Sometimes, people simply get too preoccupied with other things, become too involved with non-Christians, or simply decide that faith has no place in the life of an intelligent adult.
However, ultimately, people turn away from the faith for two basic reasons, the evangelist argues.
"First, their faith was too shallow, and it lacked any real commitment," he writes. "Children may not understand everything - but they can understand that God loves them, and Jesus Christ came into the world to offer them the gift of eternal life."
He adds, "Moreover, they can understand that they need to commit their lives to Jesus by inviting him to come into their lives. Faith and commitment go hand in hand."
Second, people may reject their childhood faith because they never truly understood that faith needs to grow.
"Like the seed in one of Jesus' parables, a plant with no roots eventually withers and dies - and the same is true of faith," Graham explains. "Jesus said, 'They believe for a while, but in the time of testing they fall away' (Luke 8:13)."
The pastor concludes his thoughts by urging Christians to pray for the children in their individual churches: "[Pray] that they'll make a clear commitment to Jesus and then grow stronger through the Bible, prayer, and fellowship with older believers."
A 2015 Pew Research Center survey of 35,000 American adults found that more than one-third of millennials now say they are unaffiliated with any faith, up ten percentage points since 2007.
"It's not as if young people today are being raised in a way completely different from Christianity," said Greg Smith, Pew's associate director of religion research and the lead researcher on the new study. "But as adults they are simply dropping that part of their identity."
Throughout his long career, Graham has often shared his thoughts on how parents can raise their children to fear the Lord.

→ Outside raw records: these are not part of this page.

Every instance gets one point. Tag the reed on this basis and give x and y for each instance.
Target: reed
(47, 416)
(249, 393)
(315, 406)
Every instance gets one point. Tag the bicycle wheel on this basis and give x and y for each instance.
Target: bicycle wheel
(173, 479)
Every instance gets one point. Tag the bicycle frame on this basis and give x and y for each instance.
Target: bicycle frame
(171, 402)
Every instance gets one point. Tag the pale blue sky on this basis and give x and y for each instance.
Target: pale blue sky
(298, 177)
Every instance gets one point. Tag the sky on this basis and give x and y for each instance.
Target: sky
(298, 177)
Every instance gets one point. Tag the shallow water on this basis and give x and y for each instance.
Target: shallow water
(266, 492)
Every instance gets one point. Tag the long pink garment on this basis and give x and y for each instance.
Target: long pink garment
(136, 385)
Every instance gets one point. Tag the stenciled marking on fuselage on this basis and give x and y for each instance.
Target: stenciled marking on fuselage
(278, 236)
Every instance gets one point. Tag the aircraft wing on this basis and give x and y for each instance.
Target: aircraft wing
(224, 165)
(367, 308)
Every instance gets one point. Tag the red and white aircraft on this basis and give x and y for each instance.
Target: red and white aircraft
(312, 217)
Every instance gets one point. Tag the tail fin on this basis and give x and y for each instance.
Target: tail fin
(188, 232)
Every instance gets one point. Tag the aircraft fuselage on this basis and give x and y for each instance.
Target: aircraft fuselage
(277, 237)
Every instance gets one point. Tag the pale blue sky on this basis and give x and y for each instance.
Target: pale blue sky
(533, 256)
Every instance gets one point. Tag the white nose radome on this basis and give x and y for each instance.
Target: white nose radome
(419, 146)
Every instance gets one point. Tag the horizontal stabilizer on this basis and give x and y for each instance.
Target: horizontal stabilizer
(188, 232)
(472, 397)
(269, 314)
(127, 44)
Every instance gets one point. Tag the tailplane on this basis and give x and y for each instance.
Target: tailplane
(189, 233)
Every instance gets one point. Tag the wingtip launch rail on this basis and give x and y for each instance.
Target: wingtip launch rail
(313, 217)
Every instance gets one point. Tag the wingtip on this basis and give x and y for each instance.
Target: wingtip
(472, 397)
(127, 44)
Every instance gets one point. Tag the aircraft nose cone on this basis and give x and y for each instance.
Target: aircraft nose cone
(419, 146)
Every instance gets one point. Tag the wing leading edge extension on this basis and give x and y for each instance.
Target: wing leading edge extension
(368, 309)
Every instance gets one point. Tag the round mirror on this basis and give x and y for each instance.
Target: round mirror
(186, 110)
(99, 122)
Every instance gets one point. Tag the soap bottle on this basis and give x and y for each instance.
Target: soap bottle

In August 1955, the pastor wrote an op-ed for Decision magazine titled "Raising Children in a Godless Age" offering parents advice that is still relevant today.
Graham, who has five children and 19 grandchildren, emphasized that parents must spend time with their children, set a good example for them, discipline them, and teach them to "know God."
"If you fail to discipline your children, you are breaking the laws, commandments and statutes of God," he said. "You are guilty not only of injuring the moral, spiritual and physical lives of your children, but of sinning against God. The Bible says that if you fail to discipline your children, you actually hate them."
The best way to influence your children, he added, is to set a good example because "the majority of children acquire the characteristics and habits of their parents."
As for teaching your children to know God, Graham said, "Very seldom do parents have trouble with children when the Bible is read regularly in the home, grace is said at the table and family prayers take place daily. Most trouble with teenagers comes from children reared in homes where prayer is neglected, the Bible is never opened and church attendance is spasmodic. Christ gives the moral stability, understanding, wisdom and patience needed to rear children."
There is only one solution to combating the problems afflicting young people, explained the pastor, and that answer is Christ: "Christ in the home, in the lives of the parents, is the only permanent solution to the menacing teenage social problems in America."
Church every Sunday and daily prayer "will solve 90 percent of the problems you have with your children," he concluded.
For teens who want true joy and happiness, and not the temporary intoxications of today's sinful culture, they should turn to Jesus Christ. He "can give you the greatest happiness, the greatest adventure and the greatest thrills you have ever known," Graham said.